In Basra province, frustrated protesters took to the streets, trashing government and local militia offices. The protests quickly spread to nearby provinces and then to Baghdad. Among the protesters’ demands: an end to government corruption, reliable public utilities like water and electricity, and greater investment in job-placement programs. Despite sitting atop some of the largest oil reserves in Iraq, Basra is home to some of the direst poverty and unemployment in the country.
In response to the protests, an emergency response committee chaired by Prime Minister Haider al-Abadi has pledged to expedite the release of government revenue to local infrastructure projects, and to increase the flow of water from the Tigris River. Iraqi security forces responded to the unrest with tear gas, and in many cases, live ammunition. Human Rights Watch released a report documenting “apparent excessive and unnecessary lethal force” against protesters in Basra.
“Security forces along with members of the Badr Organization, part of Iraq’s Popular Mobilization Forces, fired on protesters at six of the eight protests investigated,” the report stated.

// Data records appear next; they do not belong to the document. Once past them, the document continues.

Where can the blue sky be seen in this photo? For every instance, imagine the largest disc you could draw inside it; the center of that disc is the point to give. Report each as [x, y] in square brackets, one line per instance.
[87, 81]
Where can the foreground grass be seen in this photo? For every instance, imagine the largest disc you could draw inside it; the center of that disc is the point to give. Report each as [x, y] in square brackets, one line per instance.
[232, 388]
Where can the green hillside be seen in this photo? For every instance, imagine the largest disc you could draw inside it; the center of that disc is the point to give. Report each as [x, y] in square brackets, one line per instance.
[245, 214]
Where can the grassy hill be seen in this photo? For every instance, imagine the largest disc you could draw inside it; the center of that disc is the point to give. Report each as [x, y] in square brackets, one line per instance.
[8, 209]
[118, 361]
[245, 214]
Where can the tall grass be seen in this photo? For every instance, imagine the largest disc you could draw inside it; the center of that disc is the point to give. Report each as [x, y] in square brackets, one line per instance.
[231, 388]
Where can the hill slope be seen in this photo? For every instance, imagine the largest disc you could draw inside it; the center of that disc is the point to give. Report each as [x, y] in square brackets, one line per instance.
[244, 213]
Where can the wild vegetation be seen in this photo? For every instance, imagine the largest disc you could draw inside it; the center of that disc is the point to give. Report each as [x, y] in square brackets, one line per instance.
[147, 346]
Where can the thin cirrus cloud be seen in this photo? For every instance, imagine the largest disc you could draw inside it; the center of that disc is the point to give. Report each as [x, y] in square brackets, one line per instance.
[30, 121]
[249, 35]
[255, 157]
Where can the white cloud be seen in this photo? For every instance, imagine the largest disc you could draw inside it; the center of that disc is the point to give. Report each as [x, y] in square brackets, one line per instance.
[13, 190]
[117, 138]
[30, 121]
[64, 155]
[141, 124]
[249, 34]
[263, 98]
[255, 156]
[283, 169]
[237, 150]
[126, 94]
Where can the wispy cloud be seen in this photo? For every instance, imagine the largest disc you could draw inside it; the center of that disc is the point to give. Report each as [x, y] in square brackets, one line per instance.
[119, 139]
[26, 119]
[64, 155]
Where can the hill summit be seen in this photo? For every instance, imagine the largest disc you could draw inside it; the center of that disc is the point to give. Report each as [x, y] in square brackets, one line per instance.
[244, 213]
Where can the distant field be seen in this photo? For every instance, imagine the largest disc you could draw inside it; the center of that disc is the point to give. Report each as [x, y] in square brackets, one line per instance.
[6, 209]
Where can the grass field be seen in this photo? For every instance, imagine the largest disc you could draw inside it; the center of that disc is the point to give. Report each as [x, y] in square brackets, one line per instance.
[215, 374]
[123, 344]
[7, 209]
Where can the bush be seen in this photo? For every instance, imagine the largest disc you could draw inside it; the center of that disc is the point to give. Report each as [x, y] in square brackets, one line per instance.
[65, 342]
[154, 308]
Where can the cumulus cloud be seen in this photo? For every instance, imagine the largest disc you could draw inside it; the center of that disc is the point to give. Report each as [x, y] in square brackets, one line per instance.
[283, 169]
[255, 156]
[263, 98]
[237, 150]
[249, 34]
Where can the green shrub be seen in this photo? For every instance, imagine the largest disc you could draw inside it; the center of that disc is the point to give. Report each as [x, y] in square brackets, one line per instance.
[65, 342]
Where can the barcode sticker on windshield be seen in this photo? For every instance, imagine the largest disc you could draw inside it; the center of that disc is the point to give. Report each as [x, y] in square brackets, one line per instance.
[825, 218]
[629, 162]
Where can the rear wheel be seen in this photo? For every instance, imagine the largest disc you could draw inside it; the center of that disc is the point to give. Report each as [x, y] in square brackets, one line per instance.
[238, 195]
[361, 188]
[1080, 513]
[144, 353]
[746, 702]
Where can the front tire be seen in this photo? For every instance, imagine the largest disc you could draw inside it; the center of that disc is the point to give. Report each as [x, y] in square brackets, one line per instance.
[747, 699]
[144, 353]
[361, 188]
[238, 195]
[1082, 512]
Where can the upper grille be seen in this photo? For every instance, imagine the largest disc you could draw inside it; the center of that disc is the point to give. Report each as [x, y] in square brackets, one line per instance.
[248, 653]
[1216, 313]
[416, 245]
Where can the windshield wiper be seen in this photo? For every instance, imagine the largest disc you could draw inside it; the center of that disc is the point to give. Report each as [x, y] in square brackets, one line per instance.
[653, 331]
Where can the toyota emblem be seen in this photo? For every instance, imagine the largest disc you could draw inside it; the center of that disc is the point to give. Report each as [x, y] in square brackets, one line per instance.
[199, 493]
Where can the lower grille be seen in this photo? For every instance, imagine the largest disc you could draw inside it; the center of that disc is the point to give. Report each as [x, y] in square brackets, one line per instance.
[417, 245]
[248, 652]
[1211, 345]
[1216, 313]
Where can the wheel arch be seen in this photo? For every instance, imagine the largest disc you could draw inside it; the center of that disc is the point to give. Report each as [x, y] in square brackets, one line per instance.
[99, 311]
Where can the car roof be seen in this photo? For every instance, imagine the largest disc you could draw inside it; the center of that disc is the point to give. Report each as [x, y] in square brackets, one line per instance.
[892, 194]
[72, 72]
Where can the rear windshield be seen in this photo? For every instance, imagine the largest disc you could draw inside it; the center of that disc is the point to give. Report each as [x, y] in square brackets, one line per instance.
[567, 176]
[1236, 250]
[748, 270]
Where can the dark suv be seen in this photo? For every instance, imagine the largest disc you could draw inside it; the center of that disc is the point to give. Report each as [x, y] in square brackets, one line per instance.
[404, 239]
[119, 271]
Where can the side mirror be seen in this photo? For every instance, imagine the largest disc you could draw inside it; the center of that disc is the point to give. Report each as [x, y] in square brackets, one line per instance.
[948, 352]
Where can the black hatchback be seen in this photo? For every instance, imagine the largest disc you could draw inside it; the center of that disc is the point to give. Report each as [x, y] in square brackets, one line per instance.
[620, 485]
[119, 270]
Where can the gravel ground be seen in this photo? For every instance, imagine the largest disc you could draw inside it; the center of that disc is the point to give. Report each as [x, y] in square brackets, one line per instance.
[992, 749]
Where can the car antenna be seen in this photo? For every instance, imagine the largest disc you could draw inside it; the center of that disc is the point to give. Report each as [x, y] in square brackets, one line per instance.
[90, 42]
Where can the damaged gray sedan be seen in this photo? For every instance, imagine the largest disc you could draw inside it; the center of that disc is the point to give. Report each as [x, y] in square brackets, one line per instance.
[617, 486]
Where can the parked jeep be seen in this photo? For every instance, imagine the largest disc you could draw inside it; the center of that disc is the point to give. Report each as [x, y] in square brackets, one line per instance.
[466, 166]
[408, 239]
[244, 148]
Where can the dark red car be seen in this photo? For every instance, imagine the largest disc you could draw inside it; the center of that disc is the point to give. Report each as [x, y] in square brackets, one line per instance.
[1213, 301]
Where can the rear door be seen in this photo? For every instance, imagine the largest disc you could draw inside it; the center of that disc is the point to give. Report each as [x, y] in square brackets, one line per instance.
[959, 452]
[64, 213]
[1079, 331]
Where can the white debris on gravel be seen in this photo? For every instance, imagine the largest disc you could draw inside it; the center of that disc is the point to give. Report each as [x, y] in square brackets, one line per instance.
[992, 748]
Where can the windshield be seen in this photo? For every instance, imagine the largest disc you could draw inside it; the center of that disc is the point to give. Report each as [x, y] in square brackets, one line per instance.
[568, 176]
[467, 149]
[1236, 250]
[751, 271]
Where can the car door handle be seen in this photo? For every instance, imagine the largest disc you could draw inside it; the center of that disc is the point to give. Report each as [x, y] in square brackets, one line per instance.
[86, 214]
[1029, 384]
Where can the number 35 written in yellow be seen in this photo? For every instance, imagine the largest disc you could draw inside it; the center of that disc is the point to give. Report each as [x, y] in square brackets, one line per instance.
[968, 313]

The protests come at a critical moment for Iraq. In May, populist cleric Moqtada al-Sadr’s coalition won a surprise victory in the country's parliamentary elections over al-Abadi, a longtime U.S. ally, and the Iran-backed candidate Hadi al-Ameri. Al-Sadr is well-known for his blend of religious populism, grassroots activism, and opposition to foreign intervention—from Washington or Tehran.
“Loathsome as [al-Sadr] is from the American perspective because of the attacks on the United States during the occupation ... he is not the most sectarian of the politicians by any means,” said Daniel Serwer, director of conflict management at Johns Hopkins School of Advanced International Studies.
Al-Sadr has called for a suspension of the talks until the protesters’ demands are met. He has not, however, chosen to take the lead. In the past, al-Sadr would more or less “come and take over the protests,” unleashing his supporters onto the streets when it was politically advantageous, said Renad Mansour, a scholar at Chatham House.
“Today, he doesn’t seem like he wants to engage,” Mansour added.
This poses a problem for American and Iranian officials, who are forced to tread water until a new government is formed. Experts expressed skepticism that al-Sadr will choose to sacrifice his leverage as an opposition figure and join the governing coalition.
“He can either decide to go back into opposition, or … to negotiate with the parties to form a government,” said Joost Hiltermann, MENA program director at the International Crisis Group. “But then basically, you get yourself into the muck.”
The muck, experts say, is Iraq’s pervasive corruption. “Iraq is a place that, in theory, has all the resources it needs to support a pretty decent lifestyle on the part of most of its citizens,” Serwer said. “The problem is that a lot of the money disappears into corruption.”
Iraq ranked 166 out 176 countries on Transparency International’s 2018 corruption index.
Washington's reaction to the ongoing protests has been muted. State Department spokeswoman Heather Nauert told reporters that the Iraqi government intends to “address protesters’ grievances,” but that the protests were “an internal Iraqi matter.”
An official from the U.S. Agency for International Development said the U.S. “regret[s] the lives lost among both protesters and the security forces” and that the U.S. is ready to support efforts “to reform the economy, fight corruption, and create the jobs and provide the services that the Iraqi people deserve."
USAID currently runs an office in Iraq, known as Taqadum, which aims to improve provincial-level service delivery. The office could not immediately be reached for comment.
With demographic changes only expected to increase the strain on utilities in Iraq, several experts called on the U.S. to focus on curbing rampant cronyism rather than dumping more money into reconstruction.
“The international community should ... play a role in controlling the movement of illicit funds from inside Iraq to outside Iraq,” said Zaid Al-Ali, a scholar at International IDEA, an intergovernmental organization that supports democratic institutional reform.
Kurdish leader Masoud Barzani has spent millions on property in Virginia, al-Ali pointed out, and the Panama Papers leak revealed that former Iraqi Vice President Ayad Allawi used several offshore companies to purchase property in the United Kingdom.
“The problem in Iraq isn’t one of having enough money, or having enough people to be involved,” al-Ali said. “The problem is that the people who are ultimately in control today of the government aren’t interested.”